The current accelerates, announcing the shallows. Weakness sets in. If not for the river, I would probably be dead. My head pounds with pressure, and the sensation of static on a TV screen marbles my vision. I allow my whole body to surface and float, embracing Fate, trusting her method, her timing. Ama was ready, I decide. She jumped. I know she did. She’ll meet me in the river.

The water turns cold again, and I know the deep is coming, then after it the bend near my childhood backyard and into a desolate stretch of forest between towns, and I will be free.

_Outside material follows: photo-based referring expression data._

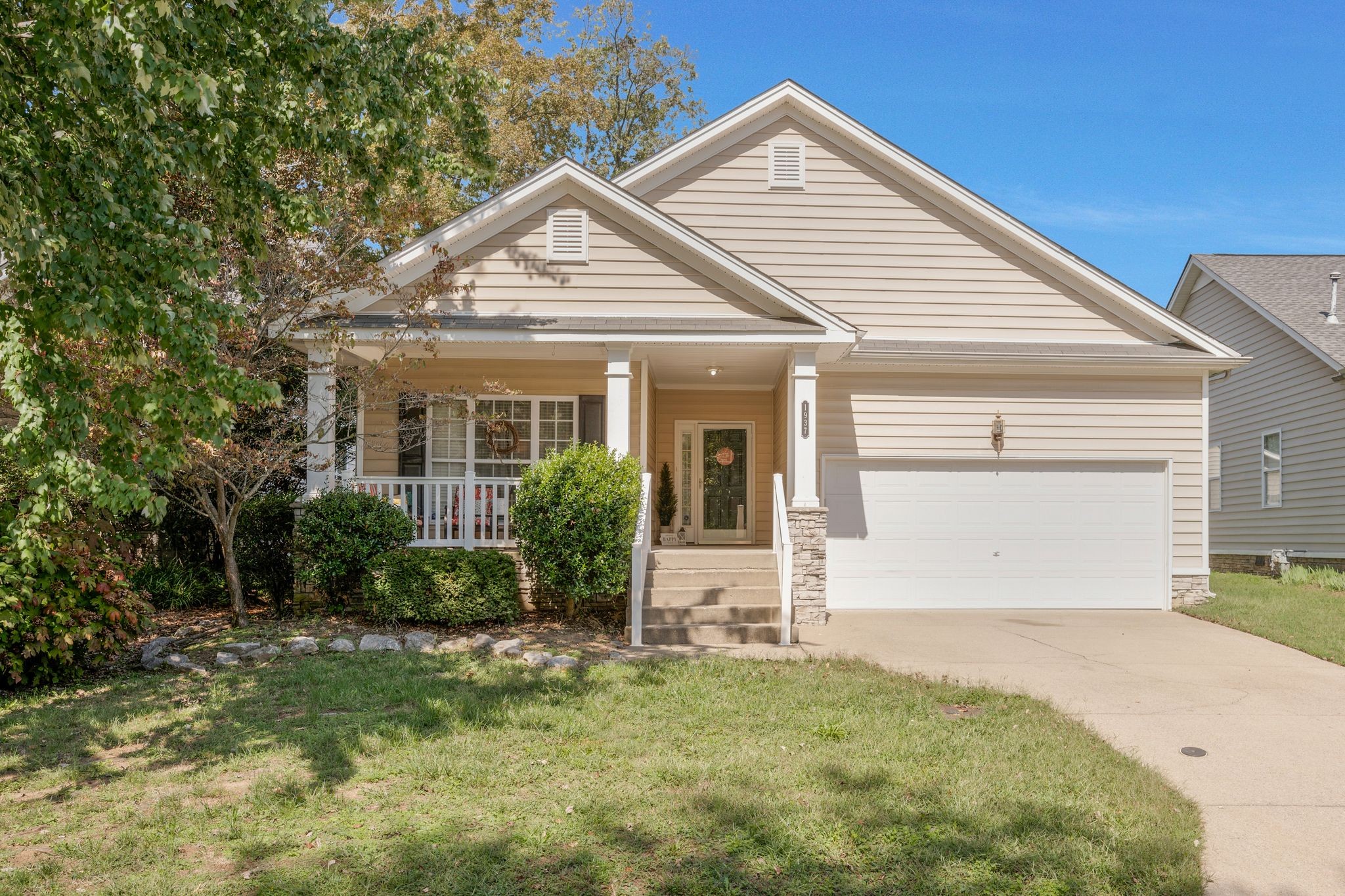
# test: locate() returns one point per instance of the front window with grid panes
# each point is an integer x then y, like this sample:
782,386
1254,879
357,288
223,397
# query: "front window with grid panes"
542,425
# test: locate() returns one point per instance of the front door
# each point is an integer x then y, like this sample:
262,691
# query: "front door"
724,482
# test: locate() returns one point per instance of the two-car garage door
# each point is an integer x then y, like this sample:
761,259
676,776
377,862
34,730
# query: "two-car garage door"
996,534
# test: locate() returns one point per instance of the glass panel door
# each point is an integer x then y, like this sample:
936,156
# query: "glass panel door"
725,484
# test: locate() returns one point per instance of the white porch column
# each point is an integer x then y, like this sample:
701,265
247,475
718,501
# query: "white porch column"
803,427
619,399
322,422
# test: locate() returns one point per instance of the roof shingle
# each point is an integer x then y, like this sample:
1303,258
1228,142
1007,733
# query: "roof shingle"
1292,288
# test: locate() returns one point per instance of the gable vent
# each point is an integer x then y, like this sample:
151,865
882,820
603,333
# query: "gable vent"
567,236
787,164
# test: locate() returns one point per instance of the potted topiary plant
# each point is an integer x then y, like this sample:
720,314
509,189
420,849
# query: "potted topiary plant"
665,507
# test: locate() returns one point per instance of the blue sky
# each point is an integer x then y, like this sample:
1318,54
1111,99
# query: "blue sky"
1132,133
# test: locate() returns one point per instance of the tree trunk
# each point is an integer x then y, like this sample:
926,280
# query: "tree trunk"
225,521
236,584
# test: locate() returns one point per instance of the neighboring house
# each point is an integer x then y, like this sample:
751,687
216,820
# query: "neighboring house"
1277,426
818,332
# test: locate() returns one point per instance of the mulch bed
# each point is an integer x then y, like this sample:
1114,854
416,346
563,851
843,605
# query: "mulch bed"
592,636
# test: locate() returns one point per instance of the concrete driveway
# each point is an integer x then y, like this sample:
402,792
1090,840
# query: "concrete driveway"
1271,719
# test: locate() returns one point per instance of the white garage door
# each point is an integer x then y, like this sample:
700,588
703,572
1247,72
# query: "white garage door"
996,534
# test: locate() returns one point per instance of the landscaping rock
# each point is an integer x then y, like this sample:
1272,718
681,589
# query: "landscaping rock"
420,641
150,657
263,654
455,645
512,648
303,644
380,643
182,661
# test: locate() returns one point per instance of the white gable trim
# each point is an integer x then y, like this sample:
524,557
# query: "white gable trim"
418,258
948,194
1197,274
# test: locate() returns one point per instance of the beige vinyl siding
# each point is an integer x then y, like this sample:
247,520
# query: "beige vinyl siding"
872,250
885,414
757,406
626,273
525,377
1289,389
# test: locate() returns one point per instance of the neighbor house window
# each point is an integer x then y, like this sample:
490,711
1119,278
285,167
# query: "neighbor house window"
1215,472
786,161
526,429
1273,469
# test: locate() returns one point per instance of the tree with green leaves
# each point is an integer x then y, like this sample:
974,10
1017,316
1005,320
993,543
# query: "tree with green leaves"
638,89
142,165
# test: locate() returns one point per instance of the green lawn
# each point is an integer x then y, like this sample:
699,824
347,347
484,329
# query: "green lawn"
1301,616
459,774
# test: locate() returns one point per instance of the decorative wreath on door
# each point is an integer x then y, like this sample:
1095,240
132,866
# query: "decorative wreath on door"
502,437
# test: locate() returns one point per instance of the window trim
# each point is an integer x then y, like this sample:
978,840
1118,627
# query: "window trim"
1279,435
535,442
581,258
803,164
1211,479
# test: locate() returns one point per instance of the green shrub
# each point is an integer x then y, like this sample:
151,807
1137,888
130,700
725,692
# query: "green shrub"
340,532
174,585
665,500
70,609
264,547
441,585
575,521
1317,576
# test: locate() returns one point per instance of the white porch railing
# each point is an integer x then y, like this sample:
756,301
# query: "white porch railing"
640,559
783,547
443,513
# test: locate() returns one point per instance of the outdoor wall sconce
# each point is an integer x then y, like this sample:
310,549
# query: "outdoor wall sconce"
997,433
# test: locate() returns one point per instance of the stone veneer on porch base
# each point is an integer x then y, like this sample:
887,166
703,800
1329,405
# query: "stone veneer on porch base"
808,532
1191,590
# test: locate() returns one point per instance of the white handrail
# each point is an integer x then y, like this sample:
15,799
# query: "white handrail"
450,511
783,547
640,559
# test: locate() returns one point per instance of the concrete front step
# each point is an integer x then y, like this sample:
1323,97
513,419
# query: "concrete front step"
693,597
713,634
713,614
716,578
712,559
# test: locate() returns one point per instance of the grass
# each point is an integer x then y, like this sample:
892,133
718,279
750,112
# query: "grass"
460,774
1305,617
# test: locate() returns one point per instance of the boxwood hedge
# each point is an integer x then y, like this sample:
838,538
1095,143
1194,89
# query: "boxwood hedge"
450,586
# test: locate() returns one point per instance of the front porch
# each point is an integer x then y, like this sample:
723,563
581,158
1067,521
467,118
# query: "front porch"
722,427
732,422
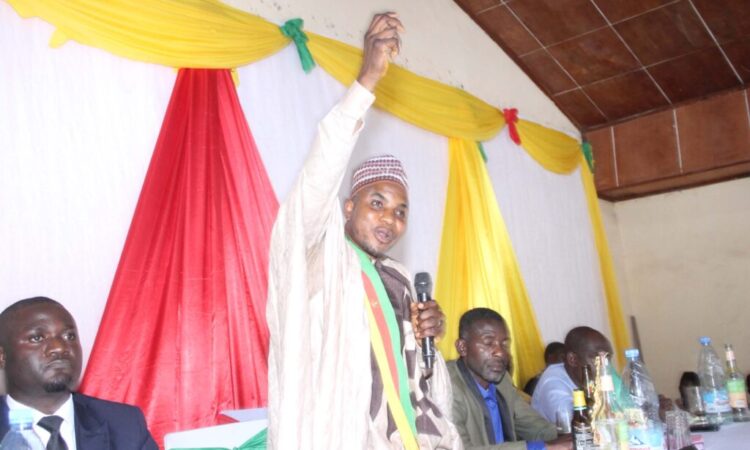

Isn’t your life supposed to flash in front of your eyes when Fate shines her light?

I bump into something too soft to be a stone, too warm to be a tree, and my eyes open. A woman’s silhouette peers down, backlit by the moon. Her hands touch my face; then she threads her fingers through mine. The skin is not smooth like Ama’s, the knuckles knobby, fingers longer and spindly. A pianist’s hands.

Mother’s face comes into focus for just a moment. Her lips move, but I can’t hear her. I wonder if she’s jealous, if she’s proud. For the first time in a long time, she doesn’t look angry. She squeezes her eyes shut, and I think she might cry. In the light of the moon, I see silver glint on her wrist. It’s the bracelet my father bought her with the first paycheck from the factory. I remember how pink and angry she became upon seeing it, calling it a waste. Later that night I caught her admiring the way it looked on her wrist, smiling down at it, cradling my father’s face in her hands and kissing him on the mouth.

Her hand releases mine, moves to my throat, cups my face, and I am eight years old again, basking in the glow of a mother who does not hate me. Then she pushes me under.

I try to stand and slap at her, but my feet can’t gain a hold. My legs buckle each time I try to bear weight, and my arms are weak with cold and blood loss. Something bites into my neck. She’s fastened a metal cord around my throat and now she’s towing me downstream, to the deep where she cannot stand.

 

 

MARTIN Chapter 87 | 9:30 AM, December 10, 2006 | Tarson, Georgia

 


MARTIN STOOD ON THE LEDGE overlooking Cold River. Above him, morning sunlight filtered weak and pale through naked branches. Below, divers disappeared under the surface of the black water. He breathed out hard, his breath a puff of vapor in front of his face.